PROJECT SUMMARY/ABSTRACT
Symptoms of social anxiety rise dramatically at the transition to adolescence (ages 10-11), as peers increase in
importance. Failure to remit in social anxiety by mid-adolescence (ages 12-13) predicts increased symptom
severity, comorbid psychopathology, and diminished quality of life in adulthood. It is therefore critical to identify
factors that contribute to remittance or persistence of social anxiety during the transition to adolescence, as such
factors may serve as treatment targets.

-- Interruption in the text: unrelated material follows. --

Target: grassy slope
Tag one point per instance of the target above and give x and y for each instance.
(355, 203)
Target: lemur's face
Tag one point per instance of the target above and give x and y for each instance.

While much prior research on social anxiety persistence focuses on
threat-based processes, gold standard treatments that target these processes rarely result in remission. Thus,
there is an urgent need to develop a novel framework of investigation to identify new pathways to persistence
and corresponding intervention targets. While prominent theories suggest that biased memory for negative social
outcomes contribute to symptoms, such biases are relatively understudied in adolescent social anxiety. This
omission is significant because memory is reconstructive and fundamentally malleable, making it an ideal target
for treatment. Our preliminary data using behavior, fMRI, and neuromelanin-sensitive MRI (NM-MRI) to quantify
dopamine function, suggests interplay between dopamine system function and medial prefrontal cortex (mPFC)-
striatal connectivity promotes memory bias in adolescent social anxiety. Our overall goal is to apply this multi-
systems approach to the longitudinal study of adolescent social anxiety. Doing so may help identify sorely
needed biobehavioral targets for intervention during a key period of development, thereby preventing devastating
lifelong problems. To achieve this, we will assess social anxiety symptoms, dopamine system function and brain-
based functional connectivity associated with memory bias in 255 youth (10-11 years). Additional assessments
of symptom expression obtained at 6-month intervals as they transition to mid-adolescence (12-13 years) will
enable trajectory mapping. Our central hypothesis is that in the presence of high dopamine system function,
youth with biased recall for negative peer feedback and enhanced mPFC-striatal connectivity will be more likely
to persist in social anxiety versus those who remit. Specific aims are to (1) characterize longitudinal associations
between memory bias and social anxiety during a critical developmental period; (2) determine the extent to which
memory bias mediates the relation between mPFC-striatal connectivity and social anxiety symptom trajectories;
and (3) test moderation of brain-memory bias relations by dopamine system function. This proposal will advance
the field and provide novel treatment targets by characterizing the contribution of memory bias to adolescent
social anxiety persistence and remittance and its neural mechanisms. Innovative features are a focus on
understudied mechanisms (memory) in a key age (10-13 years) using multiple imaging modalities including NM-
MRI. Our project is significant because it is a critical first step towards providing the right treatment (based on
neural mechanisms) to the right youth (those who persist in social anxiety), at the right time (early adolescence,
before social anxiety becomes intractable).